This is great news. I was worried that they would remove the approval based on the study mentioned. The study showed "no significant increase in overall survival". That study did not take into account how Avastin is used in the real world. In the real world it is used in combination with many other things and is a very useful drug. Our virtual trial is tracking the combinations. One that looks exceptionally good (although only 4 patients used the combination) is Avastin plus Optune. 2 of the 4 patients died, but they survived an average of 30 months. The other 2 are alive - one for 22 months so far and the other an amazing over 8 years.
This is a very exciting new treatment for one of the worst diseases that could happen to kids.
This correction just came out. In this article about Avastin for GBMs from 2008, they used the wrong units for the dosage calculation. The correct units are mg per kilogram, not the mg per square meter of body surface area that they originally reported. The difference is huge. For a typical 200 pound 6' tall patient, at 5mg per square meter, the incorrect dose would be about 10mg of Avastin. Using the correct formula, 5mg per kg, it would be about 450 mg. Note that the correct dose of Avastin is not really known. Some use 5mg per kg, some 10mg per kg and some higher doses.
This was only in mice, but it shows that using morphine might make temodar work better.
This research found a new target for these devastating pediatric brain tumors - and there are drugs available that can hit these targets so it may offer hope for these patients. This project was funded by the Musella Foundation. We are saving up for the next step in this research.
This type of research is the key to finding the cure. All of the treatments that have failed phase 2 and 3 trials should be retested to try to figure out why there was enough success in the phase 1 trial to justify the phase 2, then having the subsequent trial fail. Most likely there is a subtype of tumor that IS sensitive to the treatment.
Dr. Peereboom talks about the highlights from SNO
The package inserts warns against using Optune if you have an implanted defibrillator or a programmable shunt. However, they looked at patients in the trials who had these devices implanted and used Optune anyway, and found that there were no safety problems.
The cool thing is that all of the responders still do not have a recurrence. Way too early to be talking about a cure - and it is a small group of patients, but ALL of the IDH1 mutant high grade glioma patients had a complete response, which has lasted 2-4 years so far.
This is a press release about the research I mentioned in a previous news blast article!
After the data that they announced at the last SNO meeting (https://virtualtrials.com/newsarticle.cfm?item=6390), it would be criminal for them to not pay for it.
Dr. Wen talks about the latest clinical trials!
Sounds exactly like what we are proposing, but without the virtual trial concept! We need to get them to consider the virtual trial! See https://virtualtrials.com/fda2017.cfm
This H3 K27M mutation is a marker for the worst prognostic group of brain tumors, and as far as I know, this is the first drug in clinical trials to target this mutation. Aside from being present in some of the worst GBMs, it is present in most DIPG tumors.

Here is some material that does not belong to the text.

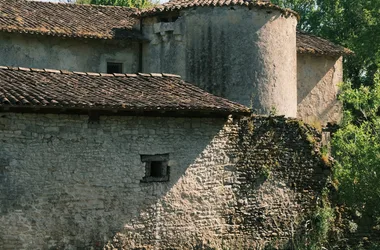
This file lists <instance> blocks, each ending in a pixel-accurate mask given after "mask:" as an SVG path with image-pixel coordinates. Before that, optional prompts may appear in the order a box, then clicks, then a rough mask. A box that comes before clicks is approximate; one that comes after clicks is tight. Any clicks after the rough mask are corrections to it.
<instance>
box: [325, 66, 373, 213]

This is a gene therapy that is showing some impressive results in an early trial!
I love combinations like this. I believe that it might be impossible to cure GBMs with just a single approach.
This shows that the convection enhanced delivery methods have improved to the point where they can get the drug, on average, to over 75% of the tumor, and it should only get better with more experience. They compare this to the PRECISE trial where the drug only got to about 20% of the tumor.
Here is a link to the poster.
There is a phase 2 clinical trial going on now for this treatment, MDNA55, in patients with recurrent or progressive GBM.
Disclaimer: Medicenna Therapeutics is a sponsor of the Musella Foundation
I am a fan of this drug, which hopefully will be shown to work on unmethylated MGMT patients as well or better than Temodar works on methylated MGMT patients. However, this report is a little too early to tell. Hopefully will have more details at the next SNO meeting.
There is a dose response curve. (Which also should convince the naysayers that the device is effective) The better the compliance, the better the patients do. They have been saying 75% is the target compliance rate but the new data shows that 90% should be the target. Those patients who had a compliance rate of 90% or more, had a survival rate of 29.3% at 5 years, compared to the control group (temodar) which had a 4.5% survival rate, an almost 650% increase in survival rate.
With a compliance of 70-80%, the 5 year survival rate drops to 19.9%. Still much better than the control group... so don't stress too much if you can't hit the 90%, but try.